Beyond earthquake risk reduction, this digital twin framework provides a scalable blueprint for model-predictive warnings across a spectrum of hazards, from wildfires and severe weather to threat detection and contaminant spread.
Powering the Future: Nuclear & Grid Digital Twins
Supported by the State of Texas, mechanical engineering associate professors Kevin Clarno and Derek Haas are using an $18 million research grant to analyze operational data from nuclear reactors across the country. By collecting this data, the team is building computer models to predict future operating conditions and creating a digital twin to accelerate the safety and licensing of advanced nuclear technology.
The research addresses one of the nuclear industry’s most persistent challenges: slow innovation. Because even minor design changes require years of physical experimentation and regulatory review, most nuclear reactors today are only incremental evolutions of designs developed decades ago. Digital twins provide a way to accelerate innovation by generating rigorous, physics‑based computational evidence that can demonstrate safety and performance before changes are implemented in the real world.
The work at UT centers on the 1‑megawatt research reactor at the J.J. Pickle Research Campus, beginning with continuous, high‑frequency operational data streamed from the reactor and sent to TACC computing systems. Physics‑based models reconstruct what happened in the past and predict how the reactor will behave next, giving operators advance insight into system performance and helping them plan daily operations more efficiently. Meanwhile, real-time models are running alongside the operating reactor, using data from new instrumentation to help improve operations and experiments.
Clarno emphasizes that the project’s success can be attributed to UT’s interdisciplinary research culture.
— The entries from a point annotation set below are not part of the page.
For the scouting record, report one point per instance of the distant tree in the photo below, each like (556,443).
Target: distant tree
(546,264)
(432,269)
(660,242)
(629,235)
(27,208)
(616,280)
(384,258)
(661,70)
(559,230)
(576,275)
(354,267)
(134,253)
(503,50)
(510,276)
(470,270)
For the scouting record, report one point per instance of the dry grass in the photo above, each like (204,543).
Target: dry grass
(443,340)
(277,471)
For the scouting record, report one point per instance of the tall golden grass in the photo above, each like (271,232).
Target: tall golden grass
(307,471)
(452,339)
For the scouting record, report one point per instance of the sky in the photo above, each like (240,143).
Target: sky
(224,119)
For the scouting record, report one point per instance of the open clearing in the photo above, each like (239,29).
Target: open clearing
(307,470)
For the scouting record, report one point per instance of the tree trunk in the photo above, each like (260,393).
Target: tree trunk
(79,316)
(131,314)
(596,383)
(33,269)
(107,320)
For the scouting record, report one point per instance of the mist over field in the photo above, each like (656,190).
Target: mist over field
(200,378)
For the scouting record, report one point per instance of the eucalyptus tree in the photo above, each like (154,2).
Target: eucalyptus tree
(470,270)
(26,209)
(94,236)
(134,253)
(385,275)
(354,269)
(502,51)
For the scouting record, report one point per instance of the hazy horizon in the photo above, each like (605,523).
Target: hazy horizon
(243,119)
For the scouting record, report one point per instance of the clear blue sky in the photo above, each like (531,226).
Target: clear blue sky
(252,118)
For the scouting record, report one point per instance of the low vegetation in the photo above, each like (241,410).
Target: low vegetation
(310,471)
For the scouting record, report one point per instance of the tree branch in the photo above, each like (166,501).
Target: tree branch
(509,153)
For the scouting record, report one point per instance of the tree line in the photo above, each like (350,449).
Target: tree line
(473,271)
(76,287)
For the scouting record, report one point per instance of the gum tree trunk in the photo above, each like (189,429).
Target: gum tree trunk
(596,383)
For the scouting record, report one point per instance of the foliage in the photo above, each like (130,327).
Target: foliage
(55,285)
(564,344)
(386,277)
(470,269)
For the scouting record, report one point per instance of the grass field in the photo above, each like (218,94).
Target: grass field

Nuclear engineers, reactor operators, instrumentation experts, data scientists and high‑performance computing specialists work together in a continuous feedback loop. That same systems‑level approach shapes student training, embedding graduate and undergraduate researchers in the full research continuum.
Looking Ahead
From tsunami early warning that collapses 50 years of computation into seconds, to nuclear reactor digital twins accelerating decades of innovation, to semiconductor process optimization for national defense — UT’s digital twin leadership spans the most critical challenges facing society.
“With Horizon coming online in 2026, continued investments in mathematical and algorithmic foundations through the Oden Institute, crosscutting scientific collaborations across multiple schools and colleges, and deep partnerships with national laboratories and industry, UT is uniquely positioned to expand digital twin applications across defense, energy, health care, natural hazards, and beyond — shaping how future generations anticipate, respond to, and overcome critical challenges,” Willcox said.